Many of us have heard of the Roth IRA, but not many of us know about the man behind the name. William Roth, Jr., an Army vet and graduate of Harvard business and law, represented Delaware in both the House and Senate in DC for more than 30 years. Though best known for the retirement account that bears his name, he was also recognized as a virulent combatant of wasteful government spending. Mr. Roth passed away about 5 years ago, but his name and legacy lives on through is baby, the Roth IRA.
The Roth IRA is an individual retirement account that taxpayers may establish independent of any other employer sponsored retirement accounts. The Roth IRA offers tax benefits to its account owner. Initially becoming available in 1998, the Roth IRA differs in several ways from its predecessor and counterpart, the Traditional IRA. And in most situations, the Roth IRA is a more effective tax sheltering vehicle than the Traditional IRA.
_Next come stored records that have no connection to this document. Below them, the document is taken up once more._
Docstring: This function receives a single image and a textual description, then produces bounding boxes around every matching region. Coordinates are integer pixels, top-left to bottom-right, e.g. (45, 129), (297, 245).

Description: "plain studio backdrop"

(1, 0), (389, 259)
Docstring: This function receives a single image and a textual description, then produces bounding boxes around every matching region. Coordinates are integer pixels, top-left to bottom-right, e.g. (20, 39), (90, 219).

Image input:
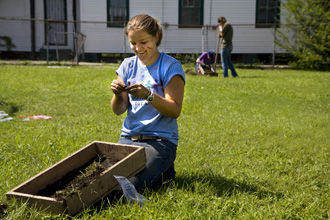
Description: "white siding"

(80, 0), (285, 54)
(0, 0), (286, 54)
(0, 0), (31, 51)
(34, 1), (46, 51)
(0, 0), (75, 53)
(80, 0), (119, 53)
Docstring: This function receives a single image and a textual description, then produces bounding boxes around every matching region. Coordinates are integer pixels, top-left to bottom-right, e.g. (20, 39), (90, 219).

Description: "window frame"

(178, 0), (204, 28)
(107, 0), (130, 28)
(255, 0), (281, 28)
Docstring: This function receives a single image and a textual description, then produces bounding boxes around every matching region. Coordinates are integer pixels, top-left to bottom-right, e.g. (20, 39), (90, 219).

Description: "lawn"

(0, 64), (329, 219)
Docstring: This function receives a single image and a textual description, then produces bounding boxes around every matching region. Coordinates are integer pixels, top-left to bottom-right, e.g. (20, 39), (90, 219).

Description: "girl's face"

(128, 29), (159, 66)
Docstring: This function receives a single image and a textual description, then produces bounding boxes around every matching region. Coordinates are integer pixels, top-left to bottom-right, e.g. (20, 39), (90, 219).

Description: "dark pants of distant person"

(221, 45), (238, 77)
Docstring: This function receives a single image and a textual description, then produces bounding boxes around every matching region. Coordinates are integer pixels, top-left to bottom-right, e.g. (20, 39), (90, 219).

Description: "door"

(44, 0), (67, 45)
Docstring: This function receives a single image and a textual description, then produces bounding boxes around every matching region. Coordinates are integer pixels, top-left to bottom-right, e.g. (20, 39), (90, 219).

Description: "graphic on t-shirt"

(128, 78), (162, 113)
The differences between Roth IRA and the Traditional IRA are quite simple. However, the implications of those differences are not as simple.
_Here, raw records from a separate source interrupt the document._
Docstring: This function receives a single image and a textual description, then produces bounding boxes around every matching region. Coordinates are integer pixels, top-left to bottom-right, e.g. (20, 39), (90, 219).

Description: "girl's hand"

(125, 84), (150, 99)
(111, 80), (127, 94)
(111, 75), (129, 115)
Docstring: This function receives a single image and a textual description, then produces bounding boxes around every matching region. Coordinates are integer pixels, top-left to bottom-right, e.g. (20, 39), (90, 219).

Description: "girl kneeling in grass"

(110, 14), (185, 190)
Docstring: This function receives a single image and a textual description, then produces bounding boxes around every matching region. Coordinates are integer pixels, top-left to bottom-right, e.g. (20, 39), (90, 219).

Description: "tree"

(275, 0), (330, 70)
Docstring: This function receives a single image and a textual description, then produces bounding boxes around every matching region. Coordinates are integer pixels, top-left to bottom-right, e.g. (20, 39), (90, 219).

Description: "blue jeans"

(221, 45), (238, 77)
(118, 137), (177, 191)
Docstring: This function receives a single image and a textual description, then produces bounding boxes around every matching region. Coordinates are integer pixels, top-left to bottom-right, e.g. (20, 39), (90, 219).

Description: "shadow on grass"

The Major Differences and Implications
1 – In a Roth IRA, contributions are made with post tax dollars. In a traditional IRA, contributions are mare with pre tax dollars.
Implication – Your taxable income is not reduced by the amount of your Roth IRA contributions. Your taxable income is reduced by the amount of your Traditional IRA contributions. Therefore an immediate benefit may exist with the Traditional IRA, as your contributions have the potential of reducing your tax liability in the current year.
2 – Your principal contribution in both accounts grows tax free. However, withdrawals from Traditional IRA are considered taxable income. But because Roth IRA contributions are originally made with post tax dollars, withdrawals are not taxable income.
I guess this can be construed as a pay now or pay later scenario… either way, you have to pay. But there is one gigantic caveat… withdrawals consist of principal and interest. When withdrawing from a Traditional IRA account, the interest earned on contributions is also considered taxable income. Quite the contrary is true with Roth IRAs; interest earned is not considered taxable income.
Implication – In a Traditional IRA, both principal and interest earnings is taxable at the point of withdrawal. In a Roth IRA, neither principal nor interest earnings is taxable at the point of withdrawal.
So which account is better? Well it depends… in some situations it may be more advantageous to have a Traditional IRA and in other situations it may be more advantageous to have a Roth IRA.
A Traditional IRA might be right for you if…
- You are looking for ways to reduce your tax liability today
- You like the idea of paying taxes on the back end
A Roth IRA might be right for you if…
- You like the concept of paying taxes on the front end
- You expect your income tax bracket will be higher in retirement than it is currently (This way your contributions will be taxed at the lower tax rate)
- You do not want to pay taxes on the interest earned on your principal contributions
- You like to simplify your tax reporting (with a Traditional IRA, your have to report contributions and withdrawals on a 1040)
With that being said, for most people the Roth IRA is a better deal. Both types of IRAs have advantages, disadvantages and limitations. But don’t let the fancy tax talk hinder you from taking action. Regardless of the retirement savings tool you use, it works best when you take advantage of your options early. The sooner you start, the better.